Artep Incorporated subcontracted on the NRL SHIMMER STPSat-1 satellite instrument that launched on March 8th, 2007. Artep Incorporated designed and developed the instrument electronics, flight software, and electrical GSE for this payload. Artep was also in charge of generating the weekly upload commands and the data base that collected and archived the scientific and engineering data.
In addition to this design work, Artep Incorporated was in charge of the NRL integration side of the SHIMMER payload onto the STPSat-1 satellite.
What is SHIMMER?
NRL’s Spatial Heterodyne Imager for Mesospheric Radicals (SHIMMER) instrument is the primary payload of STPSat-1. It is a compact, rugged, high-resolution ultraviolet spectrometer that imaged the Earth’s atmosphere. SHIMMER was the first satellite-based instrument to use the spatial heterodyne spectroscopy (SHS) technique, which significantly reduces the instrument’s size and weight while retaining the spectral resolution and exceeding the sensitivity of comparable conventional instrumentation.
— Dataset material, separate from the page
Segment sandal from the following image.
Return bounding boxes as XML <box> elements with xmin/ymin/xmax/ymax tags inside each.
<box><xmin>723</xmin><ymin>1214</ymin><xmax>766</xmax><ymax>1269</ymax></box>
The two main goals of the SHIMMER mission were to demonstrate SHS for long-duration (greater than one year) spaceflight, and to measure altitude profiles of the hydroxyl radical (OH) between 40 and 100 km altitude. OH participates in the photochemical destruction of ozone and is also a proxy for water vapor, which is a tracer for large-scale circulation in the Earth’s upper atmosphere.
Artep Incorporated designed and developed the instrument electronics and flight software that was used by the astronauts to control this Naval Research Laboratory (NRL) payload. Artep also developed the GSE for realtime monitoring of the science data.
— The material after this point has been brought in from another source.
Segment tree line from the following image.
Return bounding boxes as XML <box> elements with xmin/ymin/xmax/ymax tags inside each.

NRL’s SHIMMER MID-DECK was flown on Shuttle flight STS-112, Oct. 7-18, 2002. The flight of SHIMMER as a Shuttle middeck payload, served as a proof-of-concept demonstration of this new and powerful technique, facilitating future high-resolution imaging instruments that are small, rugged, light-weight and have no moving parts.
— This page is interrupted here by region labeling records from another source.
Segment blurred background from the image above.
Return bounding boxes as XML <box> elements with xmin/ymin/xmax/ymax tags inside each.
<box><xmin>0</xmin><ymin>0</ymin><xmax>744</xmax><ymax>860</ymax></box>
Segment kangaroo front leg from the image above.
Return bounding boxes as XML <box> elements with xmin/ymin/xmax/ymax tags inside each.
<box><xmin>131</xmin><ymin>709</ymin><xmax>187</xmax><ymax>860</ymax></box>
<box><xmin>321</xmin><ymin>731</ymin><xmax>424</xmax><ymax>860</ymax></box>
SHIMMER is the first spaceborne instrument implementation realizing the SHS (Spatial Heterodyne Spectroscopy) technique conceived by Fred Roesler and John Harlander of the University of Wisconsin and of St. Cloud State University, respectively. The SHIMMER demonstration instrument was developed by NRL under the sponsorship of the DoD Space Test Program and support of NASA and NSF (National Science Foundation).
VAULT (I, II & III)
Artep Incorporated employees were responsible under contract with the Naval Research Laboratory (NRL) for the flight electronics, flight software, wiring harnessing, Ground Support Equipment, real-time commanding, integration and launch support of the NRL sounding rocket payload.
What is VAULT?
The Very high Angular Resolution ULtraviolet Telescope (VAULT) is a sounding rocket payload designed, fabricated, and flown by the Naval Research Laboratory Solar Physics Branch. The objectives are to obtain high spatial resolution observations of the Sun that will significantly increase our understanding of fine-scale structures and atmospheric heating, and lead to the development of next-generation space instrumentation.
MAHRSI (I & II)
Artep Incorporated as a subcontractor to NRL fabricated, developed, tested and integrated the MAHRSI payload electronics, flight software, and electrical GSE. Artep was in charge of the on-orbit real-time commanding and data reception from MAHRSI.
In addition to this design work, Artep Incorporated was in charge of integrating the MAHRSI payload onto the German built ASTRO-SPAS satellite. MAHRSI was launched twice (STS-66 and STS-85).
What is MAHRSI?
The Middle Atmosphere High Resolution Spectrograph Investigation (MAHRSI), a remote sensing instrument developed by the Naval Research Laboratory (NRL). In the fall of 1994, MAHRSI obtained the first global measurements of the hydroxyl radical (OH) in the middle atmosphere, providing unprecedented information on the chemical family that is believed to determine the natural balance of ozone in the altitude region above 35 kilometers (km).
MAHRSI flew on the German Space Agency’s Cryogenic Infrared Spectrometers and Telescopes for the Atmosphere — Shuttle Pallet Atmosphere Satellite (CRISTA/SPAS). CRISTA/SPAS was deployed from the space shuttle Discovery’s robot arm during NASA’s STS-85 mission. During nine days of free flight, MAHRSI measured OH and nitric oxide by sensing the ultraviolet (UV) radiation emitted and scattered by the atmosphere.
MAHRSI’s first set of measurements, which were made in November 1994, provide a detailed picture of the morning build-up of the OH profile. This second flight provided an opportunity to observe afternoon OH levels at smaller solar zenith angles (the angle of the Sun from overhead). The second set of observations also provide the opportunity to explore the photochemistry of the summer polar region.